This is not the first dull election. 2001 was equally unexciting. Labour had spent four years using headlines and sound-bites to impose ruthless rhetorical discipline and ensure that Tony Blair’s narrative dominated the middle ground of British politics. They were equally ruthless when it came to trashing the Tories – and equally effective. In the electoral bloodstream, Toryism remained toxic. At the election, the Blairites’ efforts were easy to harvest. Poor William Hague had no means of countering this. All his initiatives turned into stunts. In the mid-Nineties, the then Labour MP Austin Mitchell said that Labour could sleep-walk its way to power. It did, and then to re-election.

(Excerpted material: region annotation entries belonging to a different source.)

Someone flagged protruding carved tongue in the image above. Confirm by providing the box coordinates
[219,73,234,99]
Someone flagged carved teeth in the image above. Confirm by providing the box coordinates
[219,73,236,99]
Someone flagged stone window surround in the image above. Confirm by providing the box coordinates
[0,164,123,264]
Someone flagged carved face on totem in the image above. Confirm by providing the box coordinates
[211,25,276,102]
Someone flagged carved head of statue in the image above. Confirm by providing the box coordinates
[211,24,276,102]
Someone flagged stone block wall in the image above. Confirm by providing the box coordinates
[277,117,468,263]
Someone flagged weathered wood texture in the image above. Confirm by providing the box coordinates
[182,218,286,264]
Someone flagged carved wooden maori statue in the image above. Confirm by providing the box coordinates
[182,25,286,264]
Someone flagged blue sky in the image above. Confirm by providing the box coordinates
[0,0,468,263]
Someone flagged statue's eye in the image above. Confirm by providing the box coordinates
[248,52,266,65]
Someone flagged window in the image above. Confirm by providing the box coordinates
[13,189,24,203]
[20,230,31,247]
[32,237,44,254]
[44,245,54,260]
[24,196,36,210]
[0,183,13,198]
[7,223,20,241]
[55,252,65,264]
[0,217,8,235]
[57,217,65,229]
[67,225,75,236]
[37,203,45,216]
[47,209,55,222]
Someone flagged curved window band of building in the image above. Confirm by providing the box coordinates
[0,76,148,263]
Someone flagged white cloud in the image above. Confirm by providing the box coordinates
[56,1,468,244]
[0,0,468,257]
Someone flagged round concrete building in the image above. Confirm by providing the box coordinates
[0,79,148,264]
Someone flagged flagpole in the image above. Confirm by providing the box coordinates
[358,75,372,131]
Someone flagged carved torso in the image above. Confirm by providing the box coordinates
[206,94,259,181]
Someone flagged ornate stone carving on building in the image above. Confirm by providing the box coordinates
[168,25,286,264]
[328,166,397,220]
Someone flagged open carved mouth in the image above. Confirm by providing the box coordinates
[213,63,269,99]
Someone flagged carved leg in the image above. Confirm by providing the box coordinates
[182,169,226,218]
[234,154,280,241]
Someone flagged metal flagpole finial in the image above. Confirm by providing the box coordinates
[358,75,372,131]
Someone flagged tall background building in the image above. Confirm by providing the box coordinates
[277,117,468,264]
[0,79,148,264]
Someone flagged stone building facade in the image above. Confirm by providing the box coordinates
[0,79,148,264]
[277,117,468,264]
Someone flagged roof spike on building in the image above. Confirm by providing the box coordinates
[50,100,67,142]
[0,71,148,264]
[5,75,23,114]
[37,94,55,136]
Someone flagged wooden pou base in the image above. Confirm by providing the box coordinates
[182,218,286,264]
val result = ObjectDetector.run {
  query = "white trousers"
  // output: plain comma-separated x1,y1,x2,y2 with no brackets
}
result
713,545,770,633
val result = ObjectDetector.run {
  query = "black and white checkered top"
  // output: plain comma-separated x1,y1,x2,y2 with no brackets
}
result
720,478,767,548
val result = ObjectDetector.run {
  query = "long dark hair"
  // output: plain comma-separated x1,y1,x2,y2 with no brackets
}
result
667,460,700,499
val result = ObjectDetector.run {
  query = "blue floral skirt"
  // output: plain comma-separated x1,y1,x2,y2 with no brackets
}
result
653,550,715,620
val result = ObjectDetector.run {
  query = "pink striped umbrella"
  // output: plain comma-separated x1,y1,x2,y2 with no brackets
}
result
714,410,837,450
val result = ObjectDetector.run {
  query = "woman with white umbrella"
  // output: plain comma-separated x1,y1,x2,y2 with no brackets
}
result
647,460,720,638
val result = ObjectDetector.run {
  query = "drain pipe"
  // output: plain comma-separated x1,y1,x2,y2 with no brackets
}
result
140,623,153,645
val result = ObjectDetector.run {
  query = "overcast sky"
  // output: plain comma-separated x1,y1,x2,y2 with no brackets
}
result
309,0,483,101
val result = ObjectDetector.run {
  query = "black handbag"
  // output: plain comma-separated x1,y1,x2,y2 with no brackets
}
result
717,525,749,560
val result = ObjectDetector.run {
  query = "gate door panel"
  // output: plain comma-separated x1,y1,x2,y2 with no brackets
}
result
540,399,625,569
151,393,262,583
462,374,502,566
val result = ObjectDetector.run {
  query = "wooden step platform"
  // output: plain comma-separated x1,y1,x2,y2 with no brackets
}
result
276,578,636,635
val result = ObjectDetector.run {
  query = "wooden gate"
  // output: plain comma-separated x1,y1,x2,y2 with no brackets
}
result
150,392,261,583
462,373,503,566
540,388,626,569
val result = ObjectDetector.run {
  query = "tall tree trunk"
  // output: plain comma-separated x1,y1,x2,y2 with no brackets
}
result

Sixteen years later, it is the Tories’ turn to enjoy the pleasures of somnambulism. One of the potential victims is Mr Mitchell’s former constituency, Grimsby, which had been regarded as virtually locked up for Labour.
But there is a difference between then and now. In 2001, no great issues were at stake. Today, there is Brexit – and once again, Mrs May is lucky. What is Labour’s policy on Brexit? What is Liberal policy on Brexit? Now that the government has committed itself to Brexit, what further use is Ukip? So the PM has only one problem which would never arise in a normal election. How can she inject some tension, in order to keep everyone awake?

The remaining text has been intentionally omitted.